The hope is that the 2025 rules will encourage new OEMs and specifically the VW Group to enter the sport, with one source describing the meeting as a "last chance" to convince the German giant to finally make a commitment.

The manufacturer CEOs/chairmen taking part include John Elkann (Ferrari), Luca de Meo (Alpine/Renault) and Ola Kallenius (Mercedes), while the VW Group will be represented by Audi chairman and overall group R&D head Markus Duesmann, and by Porsche CEO Oliver Blume.

Dietrich Mateschitz, whose Red Bull Powertrains division will field its own Honda-based PU from next season, has also been invited to attend.

Also present will be Stefano Domenicali and Ross Brawn for F1, and Jean Todt for the FIA.

The debate will revolve around the balance between combustion engines and hybrid power, and the role of sustainable fuels.

Red Bull's entry as an engine supplier has added a new dynamic to discussions as the company has no reason to push for road relevance, and obviously is even keener than the manufacturers to keep a lid on development costs.

McLaren team principal Andreas Seidl, whose team could be one of the possible candidates for a future partnership with VW/Audi, says that the definitive 2025 rules will have to appeal to the manufacturers.

"In the end I think it's simply important that whatever the next power unit regulations are, they need to be relevant in terms of technology," he said when asked about the 2025 engines by Motorsport.com.

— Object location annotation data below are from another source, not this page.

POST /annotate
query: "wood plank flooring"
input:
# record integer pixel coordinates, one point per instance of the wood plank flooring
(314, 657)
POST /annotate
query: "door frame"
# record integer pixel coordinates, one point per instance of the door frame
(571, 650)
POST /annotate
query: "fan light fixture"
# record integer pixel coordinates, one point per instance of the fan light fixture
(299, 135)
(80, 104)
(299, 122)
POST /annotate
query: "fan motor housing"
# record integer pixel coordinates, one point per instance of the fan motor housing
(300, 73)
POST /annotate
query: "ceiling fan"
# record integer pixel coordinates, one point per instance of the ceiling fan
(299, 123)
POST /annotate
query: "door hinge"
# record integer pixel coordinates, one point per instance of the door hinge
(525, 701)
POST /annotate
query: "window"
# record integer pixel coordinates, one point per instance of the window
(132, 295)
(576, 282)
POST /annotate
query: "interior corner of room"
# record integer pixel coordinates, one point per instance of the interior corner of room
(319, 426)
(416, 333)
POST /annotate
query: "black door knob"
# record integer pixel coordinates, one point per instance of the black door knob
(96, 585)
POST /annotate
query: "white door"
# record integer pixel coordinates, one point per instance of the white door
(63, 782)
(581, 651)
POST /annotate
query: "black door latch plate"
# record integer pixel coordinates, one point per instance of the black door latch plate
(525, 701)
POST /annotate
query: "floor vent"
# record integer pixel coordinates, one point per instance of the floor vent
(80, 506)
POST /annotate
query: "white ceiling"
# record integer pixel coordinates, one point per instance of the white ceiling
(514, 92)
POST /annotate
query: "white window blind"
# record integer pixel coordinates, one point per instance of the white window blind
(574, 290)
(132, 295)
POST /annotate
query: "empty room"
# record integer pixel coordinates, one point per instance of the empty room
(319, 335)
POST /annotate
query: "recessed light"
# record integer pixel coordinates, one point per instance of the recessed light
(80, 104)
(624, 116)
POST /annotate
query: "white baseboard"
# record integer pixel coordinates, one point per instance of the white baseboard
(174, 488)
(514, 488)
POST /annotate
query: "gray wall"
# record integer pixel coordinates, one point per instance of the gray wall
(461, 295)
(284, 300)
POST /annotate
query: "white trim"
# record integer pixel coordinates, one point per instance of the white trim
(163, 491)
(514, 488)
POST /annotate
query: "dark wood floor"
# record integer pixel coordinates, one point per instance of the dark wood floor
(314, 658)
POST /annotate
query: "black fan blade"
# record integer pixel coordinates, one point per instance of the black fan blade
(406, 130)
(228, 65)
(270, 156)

"Because that's key, also in order both for keeping current manufacturers interested in F1, but also in order to attract new manufacturers. In order to work out what that is in detail, honestly, I think that's a question to be address to the OEMs or manufacturers that are involved."

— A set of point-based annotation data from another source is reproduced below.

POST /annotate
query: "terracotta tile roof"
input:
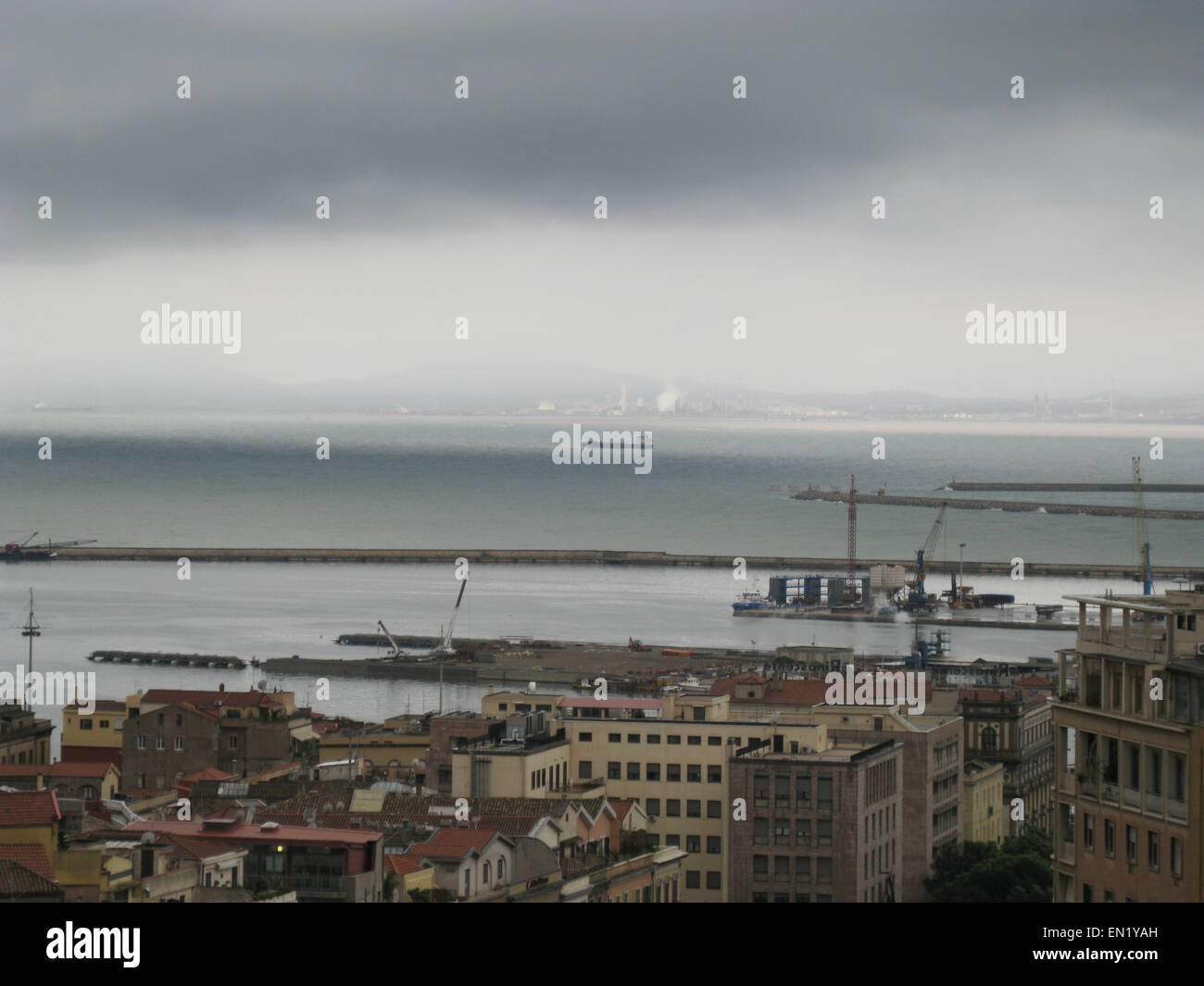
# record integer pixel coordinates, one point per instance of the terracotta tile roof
(160, 696)
(252, 834)
(621, 806)
(454, 842)
(101, 705)
(29, 855)
(193, 848)
(77, 769)
(402, 865)
(1035, 680)
(23, 769)
(16, 879)
(25, 808)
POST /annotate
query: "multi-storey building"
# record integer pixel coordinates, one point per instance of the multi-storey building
(983, 805)
(169, 733)
(821, 825)
(94, 737)
(23, 737)
(1130, 752)
(1014, 728)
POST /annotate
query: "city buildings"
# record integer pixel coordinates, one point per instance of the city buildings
(1130, 750)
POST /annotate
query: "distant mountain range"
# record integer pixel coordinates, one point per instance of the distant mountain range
(180, 383)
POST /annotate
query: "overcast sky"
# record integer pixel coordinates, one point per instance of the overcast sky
(718, 207)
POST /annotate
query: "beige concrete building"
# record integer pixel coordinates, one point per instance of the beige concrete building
(984, 810)
(1130, 752)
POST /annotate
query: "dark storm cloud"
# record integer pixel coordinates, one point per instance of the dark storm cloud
(569, 100)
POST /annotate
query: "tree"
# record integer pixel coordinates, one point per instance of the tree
(1019, 872)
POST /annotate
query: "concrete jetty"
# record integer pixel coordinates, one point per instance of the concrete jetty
(589, 556)
(866, 497)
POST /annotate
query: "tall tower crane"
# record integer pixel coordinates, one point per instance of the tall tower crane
(1143, 537)
(919, 597)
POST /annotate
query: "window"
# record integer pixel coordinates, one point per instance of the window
(823, 801)
(803, 791)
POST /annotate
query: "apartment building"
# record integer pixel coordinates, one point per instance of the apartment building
(932, 779)
(1014, 728)
(23, 737)
(171, 732)
(95, 736)
(822, 826)
(1130, 752)
(983, 805)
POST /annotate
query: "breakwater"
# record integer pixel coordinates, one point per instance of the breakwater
(589, 556)
(1127, 488)
(1015, 505)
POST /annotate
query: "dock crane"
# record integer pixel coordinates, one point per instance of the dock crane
(445, 649)
(384, 630)
(918, 598)
(1143, 537)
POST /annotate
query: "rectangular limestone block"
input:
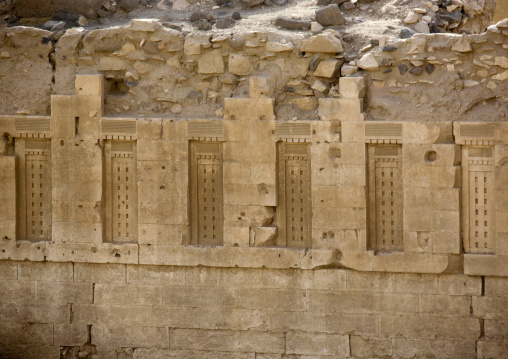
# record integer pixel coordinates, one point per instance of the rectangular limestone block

However, Seidl stressed that the moment the team is not looking beyond its current deal with Mercedes: "First of all, with engagement we have now, the partnership with Mercedes, we are more than happy and we are not looking for any change regarding that.

"In general, I think for F1 it would simply be good if you could attract another manufacturer or a big OEM. It would be a great sign for F1, and the future."

Departing FIA president Todt is keen to see sustainable fuels fast-tracked into F1.

"If we could introduce it today, I would love to introduce it today," he said at the recent French GP. "That's one of the problems in F1, to get agreement on something.

"So for me, the sooner is the best. And something is sure, it will not be behind 2025. But if we could introduce earlier, I would love to do it."